On a placé dans l'église un certain nombre de stalles du XVIe siècle qui viendraient de l'abbaye d'Orsan. De curieuses petites statuettes représentant des moines, un chevalier à cheval, sont sculptées sur le montant des accoudoirs, et des masques garnissent le dessous des miséricordes.

Un beau bénitier de pierre, de l'époque de la Renaissance, est à demi engagé dans le mur.

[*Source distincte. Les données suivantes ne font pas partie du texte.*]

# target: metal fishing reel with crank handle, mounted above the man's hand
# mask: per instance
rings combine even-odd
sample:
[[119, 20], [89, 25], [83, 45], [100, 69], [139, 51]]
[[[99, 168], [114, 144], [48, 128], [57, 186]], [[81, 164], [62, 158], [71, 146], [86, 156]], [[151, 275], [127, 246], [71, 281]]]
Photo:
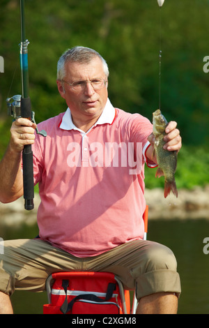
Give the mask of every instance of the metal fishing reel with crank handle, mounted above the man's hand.
[[[17, 94], [16, 96], [13, 96], [11, 98], [6, 99], [7, 108], [8, 108], [8, 116], [12, 116], [14, 119], [18, 119], [21, 116], [21, 98], [22, 96], [20, 94]], [[13, 103], [10, 103], [10, 100], [13, 99]], [[36, 124], [35, 121], [35, 112], [31, 111], [31, 121]], [[42, 135], [43, 137], [47, 136], [47, 133], [45, 130], [38, 131], [38, 128], [36, 127], [36, 133], [38, 135]]]

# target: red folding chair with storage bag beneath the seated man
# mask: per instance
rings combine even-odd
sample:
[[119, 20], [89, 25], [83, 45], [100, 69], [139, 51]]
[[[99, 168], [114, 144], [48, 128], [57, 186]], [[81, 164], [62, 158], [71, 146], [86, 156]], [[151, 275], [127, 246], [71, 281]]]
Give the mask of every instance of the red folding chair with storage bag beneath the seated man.
[[[148, 231], [148, 206], [144, 211], [144, 240], [146, 240]], [[109, 285], [114, 284], [114, 290], [111, 293], [107, 288], [104, 288], [103, 282], [108, 282]], [[63, 283], [64, 282], [64, 283]], [[73, 283], [73, 288], [69, 288], [69, 282]], [[86, 286], [88, 289], [86, 290]], [[51, 274], [46, 281], [47, 298], [49, 304], [43, 306], [43, 313], [72, 313], [72, 308], [69, 304], [81, 304], [81, 302], [100, 304], [99, 311], [96, 313], [104, 312], [107, 304], [112, 304], [112, 311], [115, 311], [116, 305], [118, 306], [118, 314], [136, 313], [137, 311], [137, 298], [134, 292], [132, 300], [132, 309], [130, 309], [130, 291], [124, 290], [123, 283], [121, 283], [118, 276], [110, 272], [89, 272], [89, 271], [63, 271]], [[109, 294], [109, 295], [108, 295]], [[114, 306], [115, 305], [115, 306]], [[70, 305], [71, 306], [71, 305]], [[73, 305], [74, 306], [74, 305]], [[77, 308], [79, 306], [77, 305]], [[98, 306], [97, 306], [98, 308]], [[109, 307], [108, 307], [109, 308]], [[69, 310], [70, 309], [70, 310]], [[88, 311], [87, 304], [84, 304], [84, 313], [91, 314]], [[75, 309], [76, 311], [76, 309]], [[77, 310], [80, 311], [80, 310]], [[93, 310], [92, 310], [93, 311]], [[98, 310], [95, 310], [98, 311]], [[109, 311], [109, 310], [108, 310]], [[74, 312], [76, 313], [76, 312]], [[83, 313], [83, 314], [84, 314]], [[109, 312], [111, 313], [111, 312]], [[116, 312], [112, 312], [116, 313]], [[78, 312], [76, 314], [81, 314]]]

Sa vasque circulaire est ornée de panneaux à ailettes, et elle est montée sur une colonne rectangulaire, flanquée de deux dauphins allongés sur le pied, lui-même enrichi de losanges et de rectangles. Une inscription empâtée de plâtre semble indéchiffrable. À côté, une niche de pierre au fond formé par une coquille, et de la même époque, est surmontée d'un pinacle,

accompagnée de vases enrichis de figurines et terminée par un saint Michel terrassant le démon. Une vasque est placée au-dessous, supportée par des animaux ou des personnages fantastiques, avec une inscription qui n'est pas plus facile à lire que la précédente.



Extraits de
BULLETIN MONUMENTAL
ORGANE OFFICIEL DE LA SOCIÉTÉ FRANÇAISE D'ARCHÉOLOGIE
PUBLIÉ EN 1931
PAR MM. Marcel AUBERT
et François DESHOULIÈRES
DIRECTEUR ET DIRECTEUR ADJOINT DE LA SOCIÉTÉ.

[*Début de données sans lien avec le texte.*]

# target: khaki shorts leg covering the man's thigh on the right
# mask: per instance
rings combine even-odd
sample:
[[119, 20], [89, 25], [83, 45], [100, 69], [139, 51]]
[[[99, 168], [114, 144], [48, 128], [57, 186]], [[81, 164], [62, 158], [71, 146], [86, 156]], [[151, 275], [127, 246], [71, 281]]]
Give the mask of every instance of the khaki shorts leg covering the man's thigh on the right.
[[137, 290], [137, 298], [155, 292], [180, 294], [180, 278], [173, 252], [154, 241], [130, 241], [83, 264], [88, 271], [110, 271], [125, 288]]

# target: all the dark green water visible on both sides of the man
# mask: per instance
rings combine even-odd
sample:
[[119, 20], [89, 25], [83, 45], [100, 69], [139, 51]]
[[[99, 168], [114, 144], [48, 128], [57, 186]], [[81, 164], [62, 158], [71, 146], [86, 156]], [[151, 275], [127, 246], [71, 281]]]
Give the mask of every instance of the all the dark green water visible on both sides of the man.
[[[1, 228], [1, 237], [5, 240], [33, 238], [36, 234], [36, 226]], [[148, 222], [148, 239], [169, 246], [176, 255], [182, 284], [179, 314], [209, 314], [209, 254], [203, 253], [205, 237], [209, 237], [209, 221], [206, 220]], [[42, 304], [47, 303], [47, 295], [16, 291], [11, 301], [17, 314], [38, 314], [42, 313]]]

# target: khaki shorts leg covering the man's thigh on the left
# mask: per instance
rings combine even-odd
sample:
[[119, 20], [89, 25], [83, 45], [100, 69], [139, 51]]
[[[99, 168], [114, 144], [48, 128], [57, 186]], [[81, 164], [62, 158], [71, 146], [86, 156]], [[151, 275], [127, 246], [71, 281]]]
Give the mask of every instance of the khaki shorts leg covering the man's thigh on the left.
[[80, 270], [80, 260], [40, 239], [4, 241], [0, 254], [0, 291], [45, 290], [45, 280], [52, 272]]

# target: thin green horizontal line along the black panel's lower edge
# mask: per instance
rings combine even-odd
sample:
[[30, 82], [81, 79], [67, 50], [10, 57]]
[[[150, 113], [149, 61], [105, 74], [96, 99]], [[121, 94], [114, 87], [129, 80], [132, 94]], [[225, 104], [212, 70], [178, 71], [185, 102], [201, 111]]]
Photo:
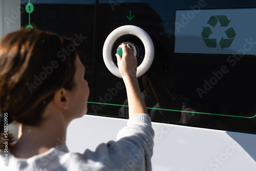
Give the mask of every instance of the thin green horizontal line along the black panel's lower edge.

CONGRÈS ARCHÉOLOGIQUE DE FRANCE
XCIVe SESSION
TENUE À BOURGES EN 1931


L'ensemble de l'ouvrage est accessible en ligne sur le site Gallica de la BnF.


















(1)
Commune et canton du Châtelet, départ, du Cher. L'église de Puyferrand est, et a toujours été l'église paroissiale du Châtelet.


























(2)
Cité par Robert Latouche, Dict. topographique du départ, du Cher. Cet auteur désigne à tort l'abbaye de Puyferrand comme bénédictine.


























(3)
Entre autres, un accord entre Jean II. seigneur de Lignières, et le seigneur de l'Isle, au sujet des dîmes d'Ids-Saint-Roch. V. Lucien Jeny, Mém. inédits pour servir à l'histoire de... Linières en Berry. p. 39.


























(4)
Emile Chénon, Notes archéol. cl Mil. sur le Bas-Berry, t. 111, p. 161.


























(5)
Raynal, Hist. du Berry, t. IV, p. 91.


























(6)
Buhot de Kersers, Hist. et stat. mon. du Cher, t. IV, p. 12.


























(7)
Certains archéologues ont cité en Berry les pendentifs de Reuilly et de Limeux, et moi-même j'ai commis cette erreur. Après un nouvel examen, j'ai constaté que là, les deux coupoles, comme celles de Nohant et de Saint-Georges de Poisieux, ne sont montées ni sur trompes, ni sur pendentifs, mais sont construites par un procédé maladroit et empirique destiné à marier le plan carré inférieur au plan circulaire du polygone supérieur. V. sur ce sujet, Deshoulières, Les Trompes des coupoles romanes en France, dans Bull. du Comité des travaux hist. et scientif., 1927, p. 367.


























(8)
Deshoulières, Les églises romanes du Berry, dans Bull. Mon., 1909, et Les façades des églises romanes charentaises, dans Congrès d'Angoulême, 1912.
























*
Jean de Saint-Julien, fils de Léonard baron de Saint-Julien et de Gabrielle de Rochefort de Châteauneuf (mariés le 13 juillet 1517), était aussi abbé de Prébenoist (Bétête, Boussac - Creuse), prieur de Darnay (Ardenais ?), et protonotaire apostolique. Il est l'oncle de Gilbert qui suit :

Gilbert de Saint-Julien, était aussi prieur d'Ardenais, et seigneur de Goutenoire, fils de Pierre, baron de Saint-Julien, lieutenant du roi en La Marche, et de Claude de Grailly (mariés en mai 1525).






















**
Geoffrenet : De sinople à un coq d'argent crêté, becqué et membré de gueules, perché sur un triangle vuidé et renversé d'argent et accompagné en chef de deux merlettes affrontées de même.